Stevie Wonder on Saturday knelt before a packed New York festival in a protest for peace as he led stars and politicians in pressing for sustained aid to eliminate the world’s worst poverty.
On a balmy late summer night, thousands converged on Central Park for the live-broadcast Global Citizen Festival, which hands out tickets for free to fans who take actions such as petitioning their governments to support development assistance.
With US President Donald Trump proposing sweeping aid cuts, the concert had set a goal of building political momentum in the world’s largest donor nation.
Wonder took the stage and knelt, emulating a gesture popularized by NFL quarterback Colin Kaepernick during the national anthem to denounce racial injustice. Trump on Friday angrily denounced such protests, using profanity to demand that teams fire the athletes.
“Tonight, I’m taking a knee for America,” the blind soul legend said as took to the ground, his son Kwame Morris clutching his arm.
Wonder also voiced worry over the increasingly personal venom between Trump and North Korean leader Kim Jong-un.
“We could lose the ultimate video game — of life — losing sight that weapons are real, and rhetoric is dangerous, whether it be from a superpower in North America or a superpower in North Korea,” Wonder said.
Wonder jammed through more than an hour of his best-loved songs before turning his ever-powerful belting voice to the 1985 charity singalong We Are the World as well as Imagine, the peace anthem by John Lennon, who was assassinated a short stroll away.
The 67-year-old Wonder closed by bringing up a visibly star-struck Pharrell Williams, singing together a funk-heavy take of Get Lucky, which Williams co-wrote for Daft Punk, as well as the younger artist’s ode to optimism Happy.

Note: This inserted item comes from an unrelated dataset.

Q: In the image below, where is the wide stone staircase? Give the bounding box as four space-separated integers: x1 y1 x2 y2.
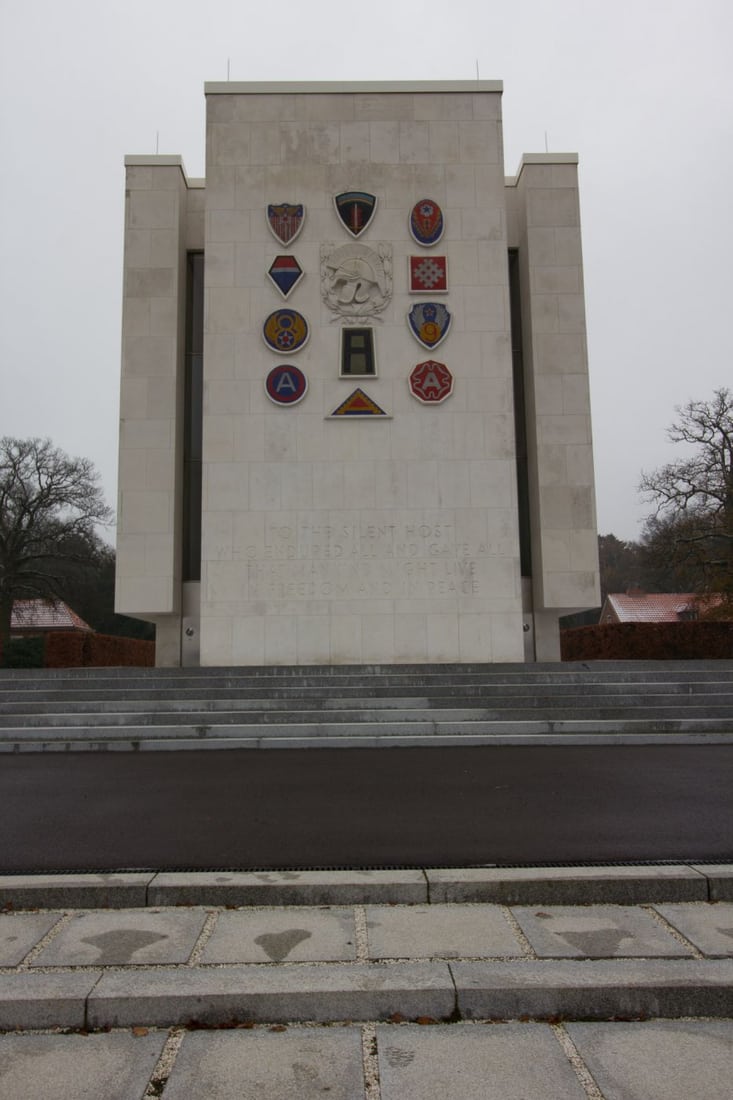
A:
1 660 732 752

The diverse but heavy-hitting lineup also featured chart-topping electronic duo The Chainsmokers, rising soul star Andra Day, folk rockers The Lumineers and young Canadian pop songwriter Alessia Cara — who, in a feat of organization, also performed on Saturday in Toronto at the Invictus Games for wounded soldiers and veterans.
Punk rock greats Green Day injected politics as well, with frontman Billie Joe Armstrong weaving Trump into the lyrics of American Idiot, the band’s high-octane 2004 indictment of US media culture.
Green Day turned down the volume for a second set of Wake Me Up When September Ends and Good Riddance (Time Of Your Life), set to a slideshow from UNICEF to show the still severe human impact of AIDS.
French President Emmanuel Macron addressed the festival by video, promising to help raise more than US$1 billion for the Global Partnership for Education before a Feb. 8 conference in Senegal.
The partnership has a goal of US$3.1 billion in funding for next year through 2020, of which US$2 billion has already been committed.
Danish Minister for Development Cooperation Ulla Tornaes told the festival that her government would next year double to US$110 million its international funding for women’s sexual and reproductive health.
“When some countries stop fighting for women’s rights, we intensify ours,” she said to applause.
US Representative Charlie Dent, a moderate Republican, said that Global Citizen had triggered about 400,000 calls to the US Congress to preserve aid — and voiced hope the pressure would work.